8.           Salaf, Khalaf, dan Isu Otoritas Keagamaan

Isu otoritas keagamaan merupakan salah satu titik krusial dalam relasi antara Salaf dan Khalaf. Otoritas keagamaan di sini merujuk pada legitimasi untuk menafsirkan sumber-sumber ajaran Islam, menetapkan norma keagamaan, serta menentukan batas-batas kebenaran dan kesesatan dalam kehidupan beragama. Dalam sejarah Islam, perdebatan mengenai siapa yang memiliki otoritas tersebut tidak pernah terlepas dari posisi generasional, metodologis, dan epistemologis para ulama.¹

Pada masa generasi Salaf, otoritas keagamaan bersifat relatif cair dan praksis. Para sahabat dan tabi‘in memperoleh legitimasi terutama dari kedekatan historis mereka dengan Nabi Muhammad Saw serta dari integritas moral dan keilmuan yang diakui secara kolektif oleh komunitas Muslim.² Otoritas tidak dilembagakan secara formal, melainkan tumbuh melalui konsensus sosial (ijmā‘) dan keteladanan praksis. Dalam konteks ini, otoritas Salaf bersifat komunal dan berbasis tradisi hidup, bukan hasil konstruksi institusional.

Seiring dengan munculnya generasi Khalaf, struktur otoritas keagamaan mengalami perubahan signifikan. Kompleksitas sosial dan intelektual umat Islam mendorong lahirnya lembaga-lembaga keilmuan, mazhab fikih, serta karya-karya sistematis yang menjadi rujukan otoritatif.³ Otoritas keagamaan tidak lagi hanya ditentukan oleh kedekatan temporal dengan masa kenabian, tetapi juga oleh penguasaan metodologi ilmiah, kapasitas argumentatif, dan pengakuan dalam komunitas ilmiah. Transformasi ini menandai pergeseran dari otoritas karismatik menuju otoritas keilmuan yang terstruktur.

Namun demikian, pergeseran tersebut juga memunculkan ketegangan konseptual. Sebagian kalangan memandang bahwa otoritas Khalaf rentan menyimpang dari kemurnian ajaran Salaf, terutama ketika penalaran rasional dan spekulatif dianggap melampaui batas nash. Sebaliknya, ada pula pandangan yang menilai bahwa pembatasan otoritas pada Salaf semata berpotensi membekukan tradisi Islam dan mengabaikan tuntutan kontekstual.⁴ Ketegangan ini menunjukkan bahwa persoalan otoritas keagamaan tidak semata-mata bersifat teologis, tetapi juga sosiologis dan historis.

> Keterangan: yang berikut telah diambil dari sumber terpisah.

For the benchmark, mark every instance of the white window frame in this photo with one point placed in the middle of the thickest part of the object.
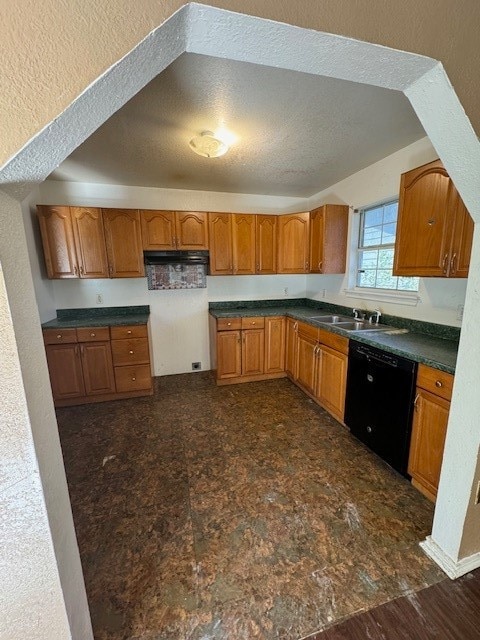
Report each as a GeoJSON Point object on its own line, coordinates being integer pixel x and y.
{"type": "Point", "coordinates": [394, 296]}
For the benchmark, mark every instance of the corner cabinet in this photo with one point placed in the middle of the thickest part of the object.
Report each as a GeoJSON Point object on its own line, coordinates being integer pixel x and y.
{"type": "Point", "coordinates": [293, 243]}
{"type": "Point", "coordinates": [84, 365]}
{"type": "Point", "coordinates": [434, 229]}
{"type": "Point", "coordinates": [247, 349]}
{"type": "Point", "coordinates": [430, 419]}
{"type": "Point", "coordinates": [328, 239]}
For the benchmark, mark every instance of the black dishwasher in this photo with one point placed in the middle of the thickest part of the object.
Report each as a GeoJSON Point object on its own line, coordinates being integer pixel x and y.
{"type": "Point", "coordinates": [379, 402]}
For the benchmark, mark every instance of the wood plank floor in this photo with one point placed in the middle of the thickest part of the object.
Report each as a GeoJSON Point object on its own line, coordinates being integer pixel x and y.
{"type": "Point", "coordinates": [448, 610]}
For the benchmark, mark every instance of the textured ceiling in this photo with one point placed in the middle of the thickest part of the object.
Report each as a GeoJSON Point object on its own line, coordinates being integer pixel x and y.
{"type": "Point", "coordinates": [296, 133]}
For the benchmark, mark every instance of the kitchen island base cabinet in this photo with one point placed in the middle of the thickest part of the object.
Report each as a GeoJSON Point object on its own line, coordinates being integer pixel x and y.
{"type": "Point", "coordinates": [430, 419]}
{"type": "Point", "coordinates": [247, 349]}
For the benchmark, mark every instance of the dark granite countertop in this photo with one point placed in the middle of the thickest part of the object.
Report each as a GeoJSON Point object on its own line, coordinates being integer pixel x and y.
{"type": "Point", "coordinates": [431, 344]}
{"type": "Point", "coordinates": [101, 317]}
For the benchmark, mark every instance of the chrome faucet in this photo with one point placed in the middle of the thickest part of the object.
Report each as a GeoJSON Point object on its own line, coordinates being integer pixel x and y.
{"type": "Point", "coordinates": [358, 314]}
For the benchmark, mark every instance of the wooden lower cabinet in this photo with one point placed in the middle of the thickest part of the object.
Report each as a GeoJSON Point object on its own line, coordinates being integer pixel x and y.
{"type": "Point", "coordinates": [84, 366]}
{"type": "Point", "coordinates": [430, 419]}
{"type": "Point", "coordinates": [247, 349]}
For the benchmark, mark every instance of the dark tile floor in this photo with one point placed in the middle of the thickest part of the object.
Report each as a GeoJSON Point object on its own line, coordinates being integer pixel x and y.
{"type": "Point", "coordinates": [215, 513]}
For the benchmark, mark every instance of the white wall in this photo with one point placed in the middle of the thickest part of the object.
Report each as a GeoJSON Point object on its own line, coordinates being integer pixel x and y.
{"type": "Point", "coordinates": [439, 297]}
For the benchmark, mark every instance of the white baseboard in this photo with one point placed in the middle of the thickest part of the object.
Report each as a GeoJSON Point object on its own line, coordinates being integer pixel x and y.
{"type": "Point", "coordinates": [453, 568]}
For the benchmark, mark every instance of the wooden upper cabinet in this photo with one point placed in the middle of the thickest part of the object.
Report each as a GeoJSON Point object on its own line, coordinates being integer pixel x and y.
{"type": "Point", "coordinates": [266, 244]}
{"type": "Point", "coordinates": [293, 243]}
{"type": "Point", "coordinates": [328, 239]}
{"type": "Point", "coordinates": [89, 237]}
{"type": "Point", "coordinates": [124, 243]}
{"type": "Point", "coordinates": [243, 236]}
{"type": "Point", "coordinates": [220, 234]}
{"type": "Point", "coordinates": [169, 230]}
{"type": "Point", "coordinates": [158, 230]}
{"type": "Point", "coordinates": [434, 229]}
{"type": "Point", "coordinates": [58, 241]}
{"type": "Point", "coordinates": [191, 230]}
{"type": "Point", "coordinates": [462, 239]}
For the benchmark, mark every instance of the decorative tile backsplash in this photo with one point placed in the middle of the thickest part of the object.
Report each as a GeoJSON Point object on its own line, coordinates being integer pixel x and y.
{"type": "Point", "coordinates": [176, 276]}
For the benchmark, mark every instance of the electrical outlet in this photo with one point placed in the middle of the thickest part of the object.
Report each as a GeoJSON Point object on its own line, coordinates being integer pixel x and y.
{"type": "Point", "coordinates": [477, 493]}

Sejumlah ulama berpengaruh berupaya merumuskan posisi moderat dalam isu ini. Ibn Taymiyyah, misalnya, menegaskan bahwa otoritas Salaf harus dijadikan rujukan dalam prinsip-prinsip dasar akidah dan manhaj, namun ia tidak menafikan peran ulama Khalaf dalam melakukan ijtihad terhadap persoalan-persoalan baru.⁵ Pendekatan ini menunjukkan bahwa otoritas keagamaan bersifat hierarkis sekaligus fungsional: Salaf sebagai fondasi normatif, Khalaf sebagai pengembang kontekstual.

Sementara itu, Abu Hamid al-Ghazali menggarisbawahi pentingnya otoritas keilmuan yang disertai tanggung jawab etis dan spiritual. Baginya, legitimasi penafsiran agama tidak hanya bergantung pada kecakapan rasional, tetapi juga pada integritas moral dan kesadaran akan keterbatasan manusia dalam memahami kehendak Tuhan.⁶ Perspektif ini memperluas makna otoritas keagamaan dari sekadar persoalan metodologi menjadi persoalan etika keilmuan.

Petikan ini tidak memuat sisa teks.